Autrement dit, alors que près de la moitié des dons d'habits pouvaient être revendus dans les boutiques Emmaüs il y a encore dix ans, ce sont désormais près de huit picèes sur 10 qui partent directement au recyclage. Ce qui représente une menace économique pour l'association qui a fait du réemploi de la seconde main un vecteur d'insertion sociale.

"L'essence de notre travail est de collecter, trier et revendre des objets, rappelle Léa Genies. Quand on a des dons de mauvaise qualité on va les mettre au recyclage mais ça ne donne pas de travail à nos salariés qui sont dans les ateliers de tri."

Surtout quand ils peuvent être revendus, ce sont à des prix modiques qu'Emmaüs Défi doit les proposer à ses clients du fait de leur mauvaise qualité.

"Moins cher dit moins d'entrées d'argent donc moins de financement de notre mission sociale donc ça met vraiment en difficulté le modèle des structures Emmaus", déplore la responsable de l'association.
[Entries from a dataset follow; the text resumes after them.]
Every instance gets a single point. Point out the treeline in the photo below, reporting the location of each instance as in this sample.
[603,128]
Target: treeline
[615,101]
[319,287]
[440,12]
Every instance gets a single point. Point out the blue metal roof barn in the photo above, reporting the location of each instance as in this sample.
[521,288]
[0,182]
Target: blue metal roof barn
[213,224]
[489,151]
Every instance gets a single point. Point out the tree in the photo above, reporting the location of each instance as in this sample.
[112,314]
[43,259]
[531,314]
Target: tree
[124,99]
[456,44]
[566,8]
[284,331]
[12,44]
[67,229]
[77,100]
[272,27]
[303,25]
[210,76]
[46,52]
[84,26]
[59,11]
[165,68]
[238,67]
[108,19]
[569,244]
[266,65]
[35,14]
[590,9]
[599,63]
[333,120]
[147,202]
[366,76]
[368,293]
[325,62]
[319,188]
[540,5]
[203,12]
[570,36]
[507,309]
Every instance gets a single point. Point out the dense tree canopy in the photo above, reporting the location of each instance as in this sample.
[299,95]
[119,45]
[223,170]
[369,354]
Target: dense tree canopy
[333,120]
L'association, qui soutient la proposition de loi "anti-fast fashion" examinée ce jeudi par les députés, souhaite moraliser les pratiques des consommateurs. "Il y a dix ans quand on collectait 100 tonnes de vêtements on pouvait en réemployer 65, aujourd'hui ce n'est plus que 55, évalue Valérie Fayard la directrice générale délégué Emmaüs France. Ça ne représente pas vraiment une perte [financière] parce qu'on collecte de plus en plus et qu'on trie de plus en plus mais ce n'est pas ça qu'on souhaiterait, on voudrait un meilleur taux de réemploi."

Emmaüs vise non seulement les nouveaux sites de vente de type Shein ou Temu mais aussi les enseignes de fast-fashion implantées depuis depuis plusieurs années comme Zara et H&M.

Ces vendeurs ne sont pourtant pas ciblés par la proposition de loi du député Antoine Vermorel-Marques qui souhaite mettre en place un système de bonus-malus pour désavantager les plateformes de vente en ligne de l'ultra-fast fashion qui mettent "plus de 1.000 nouveaux produits par jour". Des amendements pourraient compléter ce texte et inclure les enseignes plus "classiques" de fast-fashion qui ont pignon sur rue.